The big thing is that Mavis + I are in the same room, in fact we’re bunk mates. She’s my upstairs neighbor, meaning she has the top bunk + I the lower. Our other two roommates are Jean Kanne from Rockford, + Marilyn Mc Claren from Chicago. They’re the ones whom we mett [sic] on the train + liked them, so we tried to get together + succeeded. Marilyn is 20, lives in Rogue Park, is a Catholic, + attended the U. of Minn. + Mundelein. Jean is about 26 or 27 + has been a teacher for the past three years in Downers Grove near Chicago. I like them all + we get along fine in everything.

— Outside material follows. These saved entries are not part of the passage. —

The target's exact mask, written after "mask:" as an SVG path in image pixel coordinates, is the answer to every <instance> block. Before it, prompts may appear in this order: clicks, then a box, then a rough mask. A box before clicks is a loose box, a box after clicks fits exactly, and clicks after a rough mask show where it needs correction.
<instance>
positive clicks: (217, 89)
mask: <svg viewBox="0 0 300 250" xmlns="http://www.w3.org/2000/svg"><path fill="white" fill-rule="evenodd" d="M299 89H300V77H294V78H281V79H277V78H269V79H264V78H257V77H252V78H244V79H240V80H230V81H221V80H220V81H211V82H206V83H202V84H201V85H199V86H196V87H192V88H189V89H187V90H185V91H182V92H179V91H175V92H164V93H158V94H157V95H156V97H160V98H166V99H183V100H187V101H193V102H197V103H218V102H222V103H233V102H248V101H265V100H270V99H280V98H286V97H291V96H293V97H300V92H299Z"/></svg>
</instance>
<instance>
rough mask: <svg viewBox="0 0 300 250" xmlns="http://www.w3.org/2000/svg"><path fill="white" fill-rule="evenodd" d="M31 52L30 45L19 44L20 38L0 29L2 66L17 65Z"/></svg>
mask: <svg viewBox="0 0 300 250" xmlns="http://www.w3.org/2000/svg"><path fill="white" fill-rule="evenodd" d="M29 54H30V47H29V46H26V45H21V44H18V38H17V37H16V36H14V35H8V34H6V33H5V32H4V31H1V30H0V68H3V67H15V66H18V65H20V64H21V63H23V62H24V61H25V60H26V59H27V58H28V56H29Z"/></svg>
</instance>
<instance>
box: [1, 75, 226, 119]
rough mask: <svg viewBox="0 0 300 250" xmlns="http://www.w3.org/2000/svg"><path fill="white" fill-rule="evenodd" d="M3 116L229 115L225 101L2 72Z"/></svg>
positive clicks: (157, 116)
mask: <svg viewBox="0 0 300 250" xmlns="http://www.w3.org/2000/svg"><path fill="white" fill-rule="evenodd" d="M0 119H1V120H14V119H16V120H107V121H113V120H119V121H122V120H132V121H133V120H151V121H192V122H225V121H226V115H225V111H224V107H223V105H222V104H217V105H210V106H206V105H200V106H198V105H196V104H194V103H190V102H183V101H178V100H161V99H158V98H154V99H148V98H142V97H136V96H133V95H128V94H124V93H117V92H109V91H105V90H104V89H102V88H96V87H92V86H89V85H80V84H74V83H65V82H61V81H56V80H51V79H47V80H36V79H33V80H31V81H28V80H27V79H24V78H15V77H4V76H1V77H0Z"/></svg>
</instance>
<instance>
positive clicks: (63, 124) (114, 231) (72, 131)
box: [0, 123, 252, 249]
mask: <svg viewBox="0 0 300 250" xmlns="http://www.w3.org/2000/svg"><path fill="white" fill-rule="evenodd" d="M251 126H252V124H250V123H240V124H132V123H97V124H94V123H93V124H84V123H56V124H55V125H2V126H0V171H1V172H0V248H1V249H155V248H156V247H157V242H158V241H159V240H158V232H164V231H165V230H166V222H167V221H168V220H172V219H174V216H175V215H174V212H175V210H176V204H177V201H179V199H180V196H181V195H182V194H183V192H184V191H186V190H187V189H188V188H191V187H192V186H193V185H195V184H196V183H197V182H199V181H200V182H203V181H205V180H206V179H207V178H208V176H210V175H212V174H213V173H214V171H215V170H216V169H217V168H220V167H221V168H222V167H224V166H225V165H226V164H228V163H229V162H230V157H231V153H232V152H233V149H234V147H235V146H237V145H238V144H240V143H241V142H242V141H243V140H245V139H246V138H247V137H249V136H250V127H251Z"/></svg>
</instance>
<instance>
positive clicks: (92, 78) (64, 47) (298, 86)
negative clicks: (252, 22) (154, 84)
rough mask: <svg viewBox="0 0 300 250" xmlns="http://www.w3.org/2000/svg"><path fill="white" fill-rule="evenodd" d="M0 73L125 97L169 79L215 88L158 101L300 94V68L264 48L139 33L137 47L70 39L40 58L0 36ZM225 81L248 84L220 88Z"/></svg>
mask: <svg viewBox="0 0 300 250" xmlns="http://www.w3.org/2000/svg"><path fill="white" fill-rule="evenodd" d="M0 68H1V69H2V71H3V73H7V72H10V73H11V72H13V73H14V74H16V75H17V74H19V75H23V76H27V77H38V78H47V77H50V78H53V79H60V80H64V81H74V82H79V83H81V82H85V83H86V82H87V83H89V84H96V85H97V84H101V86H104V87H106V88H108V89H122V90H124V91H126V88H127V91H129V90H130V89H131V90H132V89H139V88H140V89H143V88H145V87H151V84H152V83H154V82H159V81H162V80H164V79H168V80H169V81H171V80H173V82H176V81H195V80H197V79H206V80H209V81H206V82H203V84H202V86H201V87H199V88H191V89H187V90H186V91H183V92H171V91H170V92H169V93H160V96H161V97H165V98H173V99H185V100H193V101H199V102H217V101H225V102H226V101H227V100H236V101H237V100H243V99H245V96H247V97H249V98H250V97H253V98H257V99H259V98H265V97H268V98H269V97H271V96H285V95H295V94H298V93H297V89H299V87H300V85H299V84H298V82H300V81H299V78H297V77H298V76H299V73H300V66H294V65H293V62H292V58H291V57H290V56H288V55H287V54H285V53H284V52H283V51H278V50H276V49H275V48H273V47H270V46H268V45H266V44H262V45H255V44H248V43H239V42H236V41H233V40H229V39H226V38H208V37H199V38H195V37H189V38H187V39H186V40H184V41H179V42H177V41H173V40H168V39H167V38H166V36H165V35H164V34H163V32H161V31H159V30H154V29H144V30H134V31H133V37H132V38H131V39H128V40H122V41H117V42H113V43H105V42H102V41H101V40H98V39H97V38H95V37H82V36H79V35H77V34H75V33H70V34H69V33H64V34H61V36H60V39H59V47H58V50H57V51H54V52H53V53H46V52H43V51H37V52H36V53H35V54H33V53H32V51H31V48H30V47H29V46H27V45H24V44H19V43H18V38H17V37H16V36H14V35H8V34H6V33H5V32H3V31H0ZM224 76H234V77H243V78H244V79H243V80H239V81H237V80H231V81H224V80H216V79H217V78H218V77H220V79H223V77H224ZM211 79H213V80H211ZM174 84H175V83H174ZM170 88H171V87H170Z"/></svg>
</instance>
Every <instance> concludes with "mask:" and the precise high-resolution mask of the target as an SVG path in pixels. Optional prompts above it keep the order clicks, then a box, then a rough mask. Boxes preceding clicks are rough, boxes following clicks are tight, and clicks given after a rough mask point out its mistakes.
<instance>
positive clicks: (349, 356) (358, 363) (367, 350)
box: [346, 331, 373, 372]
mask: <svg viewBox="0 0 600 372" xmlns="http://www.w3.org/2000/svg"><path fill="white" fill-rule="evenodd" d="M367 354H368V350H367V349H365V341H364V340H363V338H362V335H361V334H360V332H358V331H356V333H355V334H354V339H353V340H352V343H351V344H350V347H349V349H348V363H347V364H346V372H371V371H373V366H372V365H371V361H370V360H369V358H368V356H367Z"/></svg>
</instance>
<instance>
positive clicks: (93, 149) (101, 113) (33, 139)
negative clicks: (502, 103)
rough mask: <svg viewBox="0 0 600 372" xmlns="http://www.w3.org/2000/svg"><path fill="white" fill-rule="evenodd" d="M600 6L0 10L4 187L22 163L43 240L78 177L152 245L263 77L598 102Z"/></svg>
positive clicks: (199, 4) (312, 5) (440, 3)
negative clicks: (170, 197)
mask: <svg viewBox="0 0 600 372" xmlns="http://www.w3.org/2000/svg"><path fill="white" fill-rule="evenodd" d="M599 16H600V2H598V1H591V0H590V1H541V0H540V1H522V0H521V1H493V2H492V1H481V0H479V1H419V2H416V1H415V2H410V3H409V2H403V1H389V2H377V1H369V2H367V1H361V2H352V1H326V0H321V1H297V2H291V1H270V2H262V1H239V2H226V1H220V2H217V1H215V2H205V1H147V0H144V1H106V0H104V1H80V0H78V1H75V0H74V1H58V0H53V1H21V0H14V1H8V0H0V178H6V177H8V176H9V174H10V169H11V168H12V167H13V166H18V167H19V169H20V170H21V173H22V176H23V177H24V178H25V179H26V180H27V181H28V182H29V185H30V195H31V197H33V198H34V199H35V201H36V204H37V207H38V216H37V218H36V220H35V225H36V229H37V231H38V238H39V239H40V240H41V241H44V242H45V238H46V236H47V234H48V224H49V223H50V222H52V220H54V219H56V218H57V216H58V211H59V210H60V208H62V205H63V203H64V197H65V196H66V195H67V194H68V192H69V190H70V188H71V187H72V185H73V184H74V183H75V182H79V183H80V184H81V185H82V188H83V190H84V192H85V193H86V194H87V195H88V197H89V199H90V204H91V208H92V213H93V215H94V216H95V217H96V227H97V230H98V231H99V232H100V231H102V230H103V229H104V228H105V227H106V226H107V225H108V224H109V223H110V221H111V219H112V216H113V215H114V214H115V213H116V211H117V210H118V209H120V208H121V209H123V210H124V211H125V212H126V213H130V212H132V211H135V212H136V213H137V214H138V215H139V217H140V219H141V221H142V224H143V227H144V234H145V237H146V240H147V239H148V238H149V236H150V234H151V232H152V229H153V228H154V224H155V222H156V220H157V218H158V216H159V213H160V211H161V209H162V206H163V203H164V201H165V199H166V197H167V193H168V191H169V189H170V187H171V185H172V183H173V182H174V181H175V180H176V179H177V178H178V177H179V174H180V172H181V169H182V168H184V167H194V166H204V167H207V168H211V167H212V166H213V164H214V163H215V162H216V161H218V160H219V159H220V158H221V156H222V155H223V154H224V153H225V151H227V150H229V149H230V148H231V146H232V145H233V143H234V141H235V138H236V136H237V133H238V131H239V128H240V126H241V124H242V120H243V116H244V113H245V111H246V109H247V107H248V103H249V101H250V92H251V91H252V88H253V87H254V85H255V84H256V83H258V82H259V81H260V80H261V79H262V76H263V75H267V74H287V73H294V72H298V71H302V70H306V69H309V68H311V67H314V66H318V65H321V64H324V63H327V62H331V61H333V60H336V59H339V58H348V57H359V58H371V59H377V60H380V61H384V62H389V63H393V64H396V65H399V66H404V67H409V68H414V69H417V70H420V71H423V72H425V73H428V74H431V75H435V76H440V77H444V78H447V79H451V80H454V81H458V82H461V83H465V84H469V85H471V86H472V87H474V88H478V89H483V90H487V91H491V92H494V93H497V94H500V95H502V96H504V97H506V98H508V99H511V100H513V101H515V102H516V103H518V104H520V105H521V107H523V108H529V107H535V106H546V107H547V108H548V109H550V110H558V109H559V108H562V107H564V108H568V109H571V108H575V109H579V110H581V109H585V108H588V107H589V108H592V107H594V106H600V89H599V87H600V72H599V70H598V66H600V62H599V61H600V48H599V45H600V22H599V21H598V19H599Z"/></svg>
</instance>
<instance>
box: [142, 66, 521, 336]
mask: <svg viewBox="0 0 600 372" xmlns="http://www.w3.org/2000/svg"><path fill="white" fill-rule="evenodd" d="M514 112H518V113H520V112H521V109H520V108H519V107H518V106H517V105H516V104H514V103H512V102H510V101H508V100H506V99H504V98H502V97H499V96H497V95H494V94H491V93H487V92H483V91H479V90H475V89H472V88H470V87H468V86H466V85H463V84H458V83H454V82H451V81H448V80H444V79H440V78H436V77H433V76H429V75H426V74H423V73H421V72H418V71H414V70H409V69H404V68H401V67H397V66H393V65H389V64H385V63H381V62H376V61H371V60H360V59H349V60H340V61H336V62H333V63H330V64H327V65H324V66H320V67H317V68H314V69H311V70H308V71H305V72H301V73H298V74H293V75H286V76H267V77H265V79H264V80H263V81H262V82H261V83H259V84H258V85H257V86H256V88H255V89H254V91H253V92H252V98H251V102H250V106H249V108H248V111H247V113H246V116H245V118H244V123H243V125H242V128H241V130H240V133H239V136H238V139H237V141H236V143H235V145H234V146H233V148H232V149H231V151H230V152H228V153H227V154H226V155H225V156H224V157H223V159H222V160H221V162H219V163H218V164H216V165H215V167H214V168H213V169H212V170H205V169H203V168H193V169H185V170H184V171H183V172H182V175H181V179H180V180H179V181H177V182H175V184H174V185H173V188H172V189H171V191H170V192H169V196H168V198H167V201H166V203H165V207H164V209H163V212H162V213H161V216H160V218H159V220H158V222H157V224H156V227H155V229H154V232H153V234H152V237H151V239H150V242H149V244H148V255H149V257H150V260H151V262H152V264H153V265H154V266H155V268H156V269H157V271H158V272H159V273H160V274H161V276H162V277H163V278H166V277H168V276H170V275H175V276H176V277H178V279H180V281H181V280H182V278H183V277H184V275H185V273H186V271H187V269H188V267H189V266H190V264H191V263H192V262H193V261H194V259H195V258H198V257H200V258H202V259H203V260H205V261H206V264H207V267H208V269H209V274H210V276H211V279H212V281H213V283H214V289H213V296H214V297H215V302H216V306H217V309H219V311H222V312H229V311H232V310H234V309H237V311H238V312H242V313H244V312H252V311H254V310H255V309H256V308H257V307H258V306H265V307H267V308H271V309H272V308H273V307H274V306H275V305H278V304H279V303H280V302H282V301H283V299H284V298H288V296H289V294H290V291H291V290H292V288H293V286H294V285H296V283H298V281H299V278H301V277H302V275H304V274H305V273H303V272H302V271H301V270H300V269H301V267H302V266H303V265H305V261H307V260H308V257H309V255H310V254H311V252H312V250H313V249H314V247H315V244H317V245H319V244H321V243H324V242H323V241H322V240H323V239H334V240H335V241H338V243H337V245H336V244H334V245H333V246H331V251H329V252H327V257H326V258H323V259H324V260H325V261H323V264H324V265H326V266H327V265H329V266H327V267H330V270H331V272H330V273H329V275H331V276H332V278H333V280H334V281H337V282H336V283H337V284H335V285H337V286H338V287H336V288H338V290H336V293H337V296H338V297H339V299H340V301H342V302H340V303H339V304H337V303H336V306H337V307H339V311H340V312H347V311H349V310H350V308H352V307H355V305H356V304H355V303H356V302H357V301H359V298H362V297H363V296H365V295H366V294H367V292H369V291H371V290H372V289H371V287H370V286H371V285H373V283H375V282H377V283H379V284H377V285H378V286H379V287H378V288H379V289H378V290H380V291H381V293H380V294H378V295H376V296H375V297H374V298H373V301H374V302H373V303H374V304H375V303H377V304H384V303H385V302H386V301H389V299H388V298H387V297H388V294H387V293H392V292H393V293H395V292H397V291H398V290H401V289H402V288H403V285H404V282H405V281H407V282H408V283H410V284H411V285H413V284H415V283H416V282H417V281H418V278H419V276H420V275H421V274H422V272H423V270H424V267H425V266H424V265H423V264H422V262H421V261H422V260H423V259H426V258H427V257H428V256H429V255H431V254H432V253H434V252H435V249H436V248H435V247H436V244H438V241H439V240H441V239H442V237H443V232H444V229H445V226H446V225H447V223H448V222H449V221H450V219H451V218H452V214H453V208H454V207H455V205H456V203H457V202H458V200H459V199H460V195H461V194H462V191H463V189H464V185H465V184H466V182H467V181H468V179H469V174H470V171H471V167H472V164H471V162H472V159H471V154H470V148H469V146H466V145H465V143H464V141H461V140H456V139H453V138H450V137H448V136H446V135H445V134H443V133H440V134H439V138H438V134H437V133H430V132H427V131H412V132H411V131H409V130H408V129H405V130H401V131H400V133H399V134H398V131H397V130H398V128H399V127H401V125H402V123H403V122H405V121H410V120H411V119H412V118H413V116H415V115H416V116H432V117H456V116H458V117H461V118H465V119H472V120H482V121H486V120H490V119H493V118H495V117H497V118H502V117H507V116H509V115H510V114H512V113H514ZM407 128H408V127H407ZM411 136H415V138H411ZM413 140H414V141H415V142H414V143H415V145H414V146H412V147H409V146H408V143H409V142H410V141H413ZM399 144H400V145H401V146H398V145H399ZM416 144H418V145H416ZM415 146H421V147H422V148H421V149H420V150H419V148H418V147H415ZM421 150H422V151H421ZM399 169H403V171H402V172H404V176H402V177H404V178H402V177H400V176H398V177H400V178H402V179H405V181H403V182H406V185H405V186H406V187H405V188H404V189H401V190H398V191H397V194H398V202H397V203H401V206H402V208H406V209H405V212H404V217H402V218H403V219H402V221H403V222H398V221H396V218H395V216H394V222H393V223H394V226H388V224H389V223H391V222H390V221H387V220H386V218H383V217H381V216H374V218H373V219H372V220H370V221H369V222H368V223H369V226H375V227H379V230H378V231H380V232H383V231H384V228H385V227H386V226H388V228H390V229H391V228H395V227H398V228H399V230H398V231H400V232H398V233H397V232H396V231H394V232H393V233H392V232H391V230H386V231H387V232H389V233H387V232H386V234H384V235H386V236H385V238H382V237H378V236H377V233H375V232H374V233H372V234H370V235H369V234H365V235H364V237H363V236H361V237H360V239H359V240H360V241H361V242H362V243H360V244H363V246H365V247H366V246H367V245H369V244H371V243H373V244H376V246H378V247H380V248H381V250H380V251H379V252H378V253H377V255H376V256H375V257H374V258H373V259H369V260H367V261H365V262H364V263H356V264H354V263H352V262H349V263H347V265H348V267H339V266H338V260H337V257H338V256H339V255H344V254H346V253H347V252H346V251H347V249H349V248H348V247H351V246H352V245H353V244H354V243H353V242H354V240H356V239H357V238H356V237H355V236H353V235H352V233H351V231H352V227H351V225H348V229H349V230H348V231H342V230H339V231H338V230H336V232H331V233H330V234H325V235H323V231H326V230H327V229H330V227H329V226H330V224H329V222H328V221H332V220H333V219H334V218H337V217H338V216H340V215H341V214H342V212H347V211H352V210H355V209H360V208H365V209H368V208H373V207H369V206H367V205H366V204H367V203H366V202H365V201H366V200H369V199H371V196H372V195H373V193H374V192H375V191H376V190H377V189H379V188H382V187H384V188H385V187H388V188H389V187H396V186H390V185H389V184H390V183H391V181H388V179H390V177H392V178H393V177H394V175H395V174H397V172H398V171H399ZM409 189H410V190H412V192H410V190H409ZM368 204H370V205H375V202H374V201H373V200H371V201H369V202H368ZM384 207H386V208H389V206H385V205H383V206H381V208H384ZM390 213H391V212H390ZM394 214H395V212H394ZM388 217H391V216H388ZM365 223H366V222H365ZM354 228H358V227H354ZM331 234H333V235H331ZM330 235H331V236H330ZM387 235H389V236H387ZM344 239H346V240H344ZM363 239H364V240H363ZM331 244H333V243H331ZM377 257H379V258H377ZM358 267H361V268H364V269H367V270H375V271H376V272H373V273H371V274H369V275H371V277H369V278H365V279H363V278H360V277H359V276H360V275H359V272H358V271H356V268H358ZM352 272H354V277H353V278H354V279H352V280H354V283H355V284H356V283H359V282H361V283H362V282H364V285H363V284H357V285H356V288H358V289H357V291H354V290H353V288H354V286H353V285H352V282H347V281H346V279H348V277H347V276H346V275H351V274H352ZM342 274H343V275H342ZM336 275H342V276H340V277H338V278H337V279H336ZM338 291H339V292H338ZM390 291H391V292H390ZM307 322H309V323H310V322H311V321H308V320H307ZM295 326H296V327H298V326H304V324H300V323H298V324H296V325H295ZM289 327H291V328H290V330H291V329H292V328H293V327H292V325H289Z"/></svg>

After we were assigned our rooms they called a meeting of all the girls in our section (40) to explain some of the general rules governing us. After that we went to mess, came home to another meeting, broke up about 9:00 (2100) + had to be in bed by 9:30. Our beds weren’t made, nothing was unpacked, + we weren’t washed, so we all went to bed dirty, tired, + somewhat mad about the whole thing.
Friday morning after mess we all took our aptitude tests which consisted of book-keeping, exams, spelling, etc. In the afternoon we were fitted for regulation shoes, tennis shoes, + galoshes. The shoes, of course, aren’t much to look at, but the important thing is that they’re comfortable. Friday night we had another meeting concerning rules. Saturday morning, I woke up at about 5am + was sicker than a dog. The rules are that in order to report for sick call you have to go to mess first even though you’re so sick you can’t stand up. I went but sat it out in one of the lounges, losing my stomach a few times. I finally got to the dispensary only to find about 200 girls ahead of me, all sick with the same thing – upset stomach, diarrhea (sp?), + a bad stomach ache. As it turns out, it was all caused by food poisoning, presumedly [sic] by the fish we had Friday night. By Sat. night there were some 500 girls sick from ptomaine. I never felt so low in my life + never saw so many others sick. It really lays you low. Today I feel pretty good, although a little weak. They sent food over for us yesterday so that we could stay in our rooms since the hospital was too full to accommodate us.
It is now 9:15p.m. Monday night + as you can see I have been interrupted many times. I’ll ring off this diary mon + write soon. By now I’m feeling all right except I just can’t choke that food down they serve us at mess. I really miss home cooking! Hope you are all fine.
Lots of love,
Talked to James [uncle] Sunday, but we aren’t allowed visitors, so I’ll just have to wait for our first liberty in order to see him.
Got your mail tonight – first I’ve received. Sure was good – keep it up!
No airmail stamps will have to send this free!